Wednesday, March 21, 2012

Half empty

At a time when the shade of the Scopes Trial is being revived in Tennessee (just one of many monstrosities committed by Republican State Houses across the land as we reap the whirlwind of 2010 Tea Party movements), these undated words of Alvin Johnson ring as true as ever:

I maintain that the supplementing of half education is the more imperative challenge to the nation. It is not the working farmer nor the factory hand of the Middle West who keeps up an embarrassing propaganda for American isolationism in an era of worker solidarity or world downfall. That is the activity of the half educated. It was not the mass of the uneducated who espoused the Nordic myth or swallowed whole that preposterous forgery, the Protocols of the Elders of Zion. Listen to the half educated in Congress, and you will agree, the half educated are our real problem.
“The Future of Adult Education,” n. d. (New School Archive), 2;
qtd. in Steven Mark Ehrlich, “Transformative Adult Education, Institutional
Paradox and the New School for Social Research” (PhD Boston College, 1995), 68-69

The phrase "half-educated" seems to have come from Nicholas Murray Butler, at least it is so credited in Johnson's autobiography:

The New School was operating on the theory that the continued education of the educated is a vital national interest.
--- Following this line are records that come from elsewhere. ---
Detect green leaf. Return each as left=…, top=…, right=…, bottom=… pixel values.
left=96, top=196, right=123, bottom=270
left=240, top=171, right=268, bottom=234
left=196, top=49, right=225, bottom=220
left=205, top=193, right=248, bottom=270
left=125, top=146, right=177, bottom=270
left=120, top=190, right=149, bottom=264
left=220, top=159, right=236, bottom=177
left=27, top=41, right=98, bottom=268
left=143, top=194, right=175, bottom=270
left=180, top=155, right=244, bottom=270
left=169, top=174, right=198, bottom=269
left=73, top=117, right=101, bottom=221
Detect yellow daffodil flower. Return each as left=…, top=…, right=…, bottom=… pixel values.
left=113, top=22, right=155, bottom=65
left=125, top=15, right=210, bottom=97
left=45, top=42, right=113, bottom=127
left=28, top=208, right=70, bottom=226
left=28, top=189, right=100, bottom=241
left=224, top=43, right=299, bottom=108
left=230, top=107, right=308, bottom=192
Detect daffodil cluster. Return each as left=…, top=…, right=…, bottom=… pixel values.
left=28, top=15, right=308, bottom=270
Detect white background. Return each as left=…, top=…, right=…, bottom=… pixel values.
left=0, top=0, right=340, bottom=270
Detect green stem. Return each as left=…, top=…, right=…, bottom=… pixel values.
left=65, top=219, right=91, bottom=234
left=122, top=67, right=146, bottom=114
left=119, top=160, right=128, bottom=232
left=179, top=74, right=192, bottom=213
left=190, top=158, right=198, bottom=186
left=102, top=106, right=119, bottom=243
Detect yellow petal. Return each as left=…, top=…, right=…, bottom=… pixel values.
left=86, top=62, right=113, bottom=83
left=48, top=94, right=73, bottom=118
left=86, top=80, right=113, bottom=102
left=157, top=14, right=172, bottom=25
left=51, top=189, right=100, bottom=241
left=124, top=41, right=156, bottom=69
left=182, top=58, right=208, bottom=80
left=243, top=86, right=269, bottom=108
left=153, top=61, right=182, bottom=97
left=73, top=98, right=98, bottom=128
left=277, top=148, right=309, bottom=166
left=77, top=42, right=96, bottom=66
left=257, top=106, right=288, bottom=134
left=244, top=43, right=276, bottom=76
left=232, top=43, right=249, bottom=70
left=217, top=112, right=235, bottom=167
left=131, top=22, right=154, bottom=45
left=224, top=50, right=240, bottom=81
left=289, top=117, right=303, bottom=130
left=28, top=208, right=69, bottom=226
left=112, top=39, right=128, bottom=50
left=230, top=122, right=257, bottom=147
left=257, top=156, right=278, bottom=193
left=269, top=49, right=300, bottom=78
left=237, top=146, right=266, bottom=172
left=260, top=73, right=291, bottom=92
Nicholas Murray Butler, with a true poet's sublime arrogance, had called America the "best haf-educated people in the world."The illiterate South Atlantic mountaineers are no menace to America. The somewhat literate McCarthys are a desperat menace. If we can't set up a scheme for educating the half-educated we shall have to fall back on illiteracy or semi-illiteracy for our salvation.